Pourtant, malgré tous ces efforts, la biodiversité continue à réclamer toute notre attention. Comme vous le savez sûrement, l'Union internationale pour la conservation de la nature (l'UICN) a créé un des systèmes les plus fiables et les plus objectifs du monde pour la classification des espèces d'oiseaux en fonction de leur risque d'extinction. Malheureusement, la liste rouge de l'UICN pour les oiseaux nous montre, toujours et encore, qu'il reste beaucoup à faire. La liste la plus récente met en évidence une aggravation de la menace globale qui pèse sur les oiseaux depuis 1988, dans tous les écosystèmes!

Mesdames et Messieurs, je voudrais profiter de cette occasion pour féliciter la Commission européenne de la communication qu'elle a adoptée le 22 mai pour enrayer l'appauvrissement de la biodiversité d'ici à 2010. Notre recherche permanente de croissance économique ne doit certainement pas se faire aux dépens de l'environnement.

Comme vous le savez, les règles du système commercial multilatéral se sont heurtées rapidement aux questions de biodiversité. Le différend Thons/dauphins de 1991 — qui est probablement aussi présent dans vos mémoires qu'il l'est dans la mienne — a opposé les règles du commerce international et une question de conservation de l'environnement. À l'époque, le système commercial multilatéral, y compris le mécanisme de règlement des différends du GATT, ne comportaient pas les dispositions nécessaires pour traiter cette question.

Ce différend, et ses conséquences, ont mis mal à l'aise les milieux commerciaux comme les milieux environnementaux. Nous n'avions pas encore conscience, alors, des liens qui unissent le commerce et l'environnement. En fait, l'affaire a mis au grand jour le conflit qui existe entre le concept de “souveraineté” sur les ressources naturelles et les efforts visant à protéger ces ressources de part et d'autre des frontières. Il est indéniable qu'aujourd'hui notre conscience des problèmes environnementaux transfrontières et à l'échelle mondiale est beaucoup plus aiguë. C'est bien sûr le lien entre ces questions transfrontières et le commerce international qui intéresse l'OMC. C'est cette question, et ce lien, que nous devons tous suivre de près.

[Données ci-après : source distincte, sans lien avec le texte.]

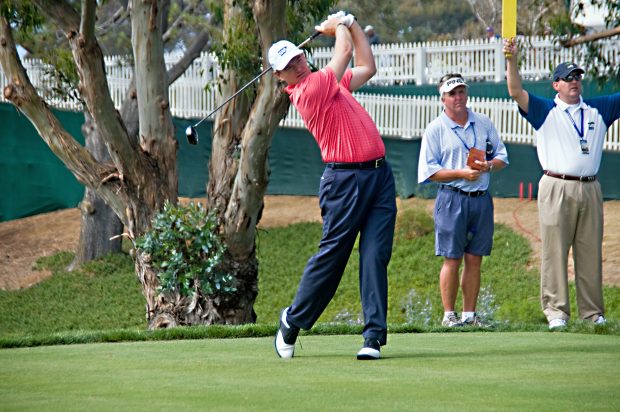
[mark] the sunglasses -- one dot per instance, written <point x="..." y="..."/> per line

Heureusement, en 1992, le Sommet de la terre de Rio a permis de clarifier certaines questions pour nous. Le Principe 12 de la Déclaration de Rio invitait les pays importateurs à éviter de prendre toute action unilatérale dans le domaine de l'environnement au-delà de leur juridiction et recommandait que les mesures de lutte contre les problèmes écologiques transfrontières ou mondiaux soient fondées sur un “consensus international”. D'où l'importance des accords environnementaux multilatéraux (ou AEM, comme nous les appelons). Le Principe 12 de Rio a souvent été mentionné dans les discussions sur l'environnement à l'OMC, en particulier par les pays en développement qui craignaient d'être l'objet de déterminations unilatérales de la part des pays importateurs concernant ce qui était “bon” ou “mauvais” pour l'environnement.

Mais, comme nous le savons tous bien sûr, trouver un consensus international pour certains des problèmes environnementaux les plus urgents de la planète n'est pas facile. Et beaucoup de pays aimeraient conserver leur marge de manœuvre pour agir seuls — plus rapidement que la communauté internationale — lorsqu'ils perçoivent une menace “irréversible” à l'environnement.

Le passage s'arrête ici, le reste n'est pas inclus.